Shares of Air Canada (TSX: AC) has grown by approx. 34% in the last six months. However, it is still down around 52% in a year, making it an attractive investment. Investors’ optimism about the vaccination continues to support its stock. But before you buy Air Canada shares, let’s focus on its key indicators to determine if you should invest in it at the current price level.
Weak Q4 performance
Air Canada disappointed with its Q4 performance. Its revenues remained weak, reflecting lower demand among stricter lockdown measures. Air Canada reported revenue of $ 827 million, reflecting a decrease of $ 3.6 billion compared to the previous year. Its available seats miles (a measure of passenger capacity) reduced by 77%. In addition, revenue for the passenger environment (a measure of passenger traffic) fell by around 89%.
While lower revenues remained a drag on the bottom line, Air Canada’s operating losses increased quarterly. The airline reported an operating loss of approx. 1 billion USD in the 4th quarter compared to 785 mill. USD in the 3rd quarter and an operating income of 145 mill. Dollars in previous years.
Air Canada’s net debt increased by approx. 75% year over year to $ 5 billion. In the 4th quarter. It reported a net cash burn of 1.4 billion. $ Including leasing and debt service charges and net investments.
Challenges continue in the short term
Despite the development of the vaccine, the widespread vaccination is likely to take some time, which is likely to hurt Air Canada’s economic performance in the short term. Air Canada expects to reduce its capacity by approx. 85% in the first quarter of 2021, which is higher than an 83% reduction in the previous period.
The lower capacity projection reflects recently announced tighter travel restrictions, including the suspension of flights to Mexico and the Caribbean. In addition, the serious travel measures require a negative COVID-19 PCR test before departure for international travelers.
Guidance on lower capacity indicates that Air Canada may continue to report lower revenues while its operating losses may remain high. The continued decline in advance ticket sales suggests that Air Canada’s economic performance may remain weak in the short term.
It estimates that its net cash burn may be in the range of $ 1.35 billion and $ 1.53 billion, including leasing and debt expenses and net investments.
Need to buy Air Canada shares?
Air Canada shares are one attractive long-term game, despite the short-term challenges.

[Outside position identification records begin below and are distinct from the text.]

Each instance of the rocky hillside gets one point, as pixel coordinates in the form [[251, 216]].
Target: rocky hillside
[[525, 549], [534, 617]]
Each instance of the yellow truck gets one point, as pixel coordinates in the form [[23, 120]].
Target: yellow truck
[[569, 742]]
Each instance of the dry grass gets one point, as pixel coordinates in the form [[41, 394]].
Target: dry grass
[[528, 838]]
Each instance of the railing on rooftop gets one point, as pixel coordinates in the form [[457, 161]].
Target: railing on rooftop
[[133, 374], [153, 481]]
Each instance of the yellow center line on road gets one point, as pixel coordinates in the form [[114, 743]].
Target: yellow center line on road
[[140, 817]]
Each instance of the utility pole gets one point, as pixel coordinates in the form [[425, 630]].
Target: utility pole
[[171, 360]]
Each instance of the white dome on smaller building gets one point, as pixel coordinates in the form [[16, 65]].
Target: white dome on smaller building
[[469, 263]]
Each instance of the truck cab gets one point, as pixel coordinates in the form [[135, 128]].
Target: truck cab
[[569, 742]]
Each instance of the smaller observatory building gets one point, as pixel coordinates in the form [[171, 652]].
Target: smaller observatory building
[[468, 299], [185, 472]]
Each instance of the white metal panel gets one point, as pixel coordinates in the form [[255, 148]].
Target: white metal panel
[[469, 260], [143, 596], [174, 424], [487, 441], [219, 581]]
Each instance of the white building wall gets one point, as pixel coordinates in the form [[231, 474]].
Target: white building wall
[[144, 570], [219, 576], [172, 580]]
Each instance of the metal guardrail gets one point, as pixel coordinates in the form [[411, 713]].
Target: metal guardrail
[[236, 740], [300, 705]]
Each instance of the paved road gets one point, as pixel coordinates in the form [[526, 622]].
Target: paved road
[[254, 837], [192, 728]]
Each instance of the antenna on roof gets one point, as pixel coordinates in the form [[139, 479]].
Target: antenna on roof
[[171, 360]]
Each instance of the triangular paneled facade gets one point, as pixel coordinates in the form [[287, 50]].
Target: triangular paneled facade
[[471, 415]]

I think the widespread vaccination, especially in the second half of the year, is likely to facilitate lockdown measures and increase passenger demand.
Air Canada drastically reduced costs in 2020, including reducing the workforce and permanently retiring 79 older aircraft from the fleet. The recovery in demand and lower cost base is likely to support its long-term viability and drive its stock higher. In addition, Air Canada is expected to report increasing freight revenue in 2021 and beyond. Higher demand from e-commerce companies and specialized e-commerce delivery services is likely to lead to its freight revenue and increase its economic performance in the coming years. The disadvantage of the Air Canada share remains low, while the recovery in demand is expected to lead its share higher in the next two to three years.